La famille de Zineb Redouane, une octogénaire morte le 2 décembre au lendemain d’une manifestation à Marseille, a porté plainte pour violences volontaires ayant entraîné la mort sans intention de la donner.

Elle avait été atteinte au visage par une grenade lacrymogène alors qu’elle fermait les volets de son domicile, au 4e étage, pour se protéger des gaz lacrymogènes. La mâchoire et plusieurs côtes fracturées, elle est morte sur la table d’opération. Mais pour le procureur de Marseille, Xavier Tabaraux, il n’y aurait aucun lien de cause à effet entre la blessure et le décès, elle serait morte d’un choc opératoire, avait-il alors déclaré. Puis, après qu’une enquête a été ouverte par le parquet, le procureur a persisté à nier qu’il puisse y avoir une quelconque responsabilité d’un policier, déclarant que les antécédents médicaux de la victime allaient être examinés. Mais, si elle n’avait pas été blessée, pourquoi aurait-elle dû être opérée en urgence ?

Quatre mois après les faits, l’enquête n’ayant pas avancé, le policier fautif reste toujours inconnu.

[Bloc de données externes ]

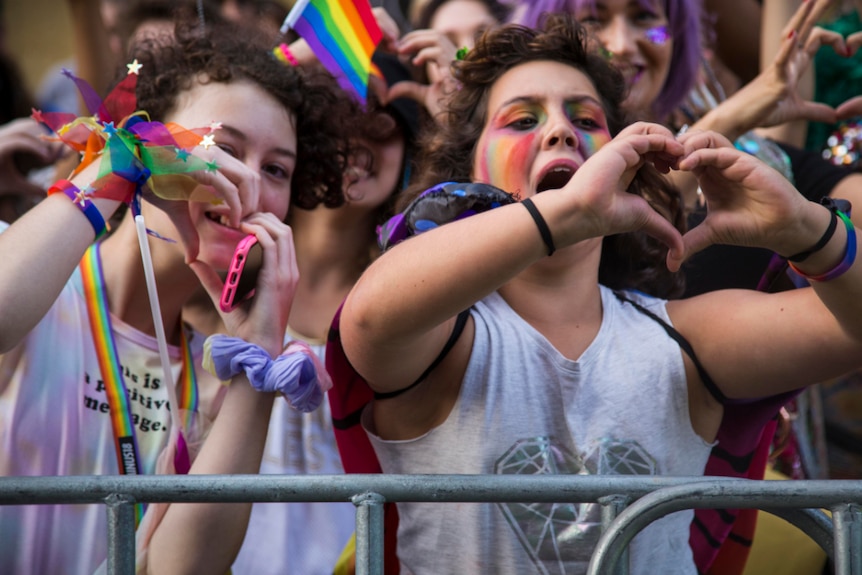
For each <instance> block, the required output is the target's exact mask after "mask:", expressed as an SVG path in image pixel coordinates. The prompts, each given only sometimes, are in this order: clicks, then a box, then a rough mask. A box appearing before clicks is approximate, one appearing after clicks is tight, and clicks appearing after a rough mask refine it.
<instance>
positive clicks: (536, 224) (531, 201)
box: [521, 198, 557, 256]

C’est pourquoi, s’appuyant sur des témoignages, y compris celui de Zineb Redouane qui avait pu dire à une voisine qu’un agent de police l’avait visée, sur le fait que des éclats de grenade avaient été retrouvés chez elle et sur le rapport d’autopsie, la famille a porté plainte.

Estimant qu’à Marseille la vie d’une dame âgée et, qui plus est, étrangère, ne vaut pas pour le procureur la peine d’une enquête, l’avocat a demandé le dépaysement de l’affaire. On comprend ses raisons.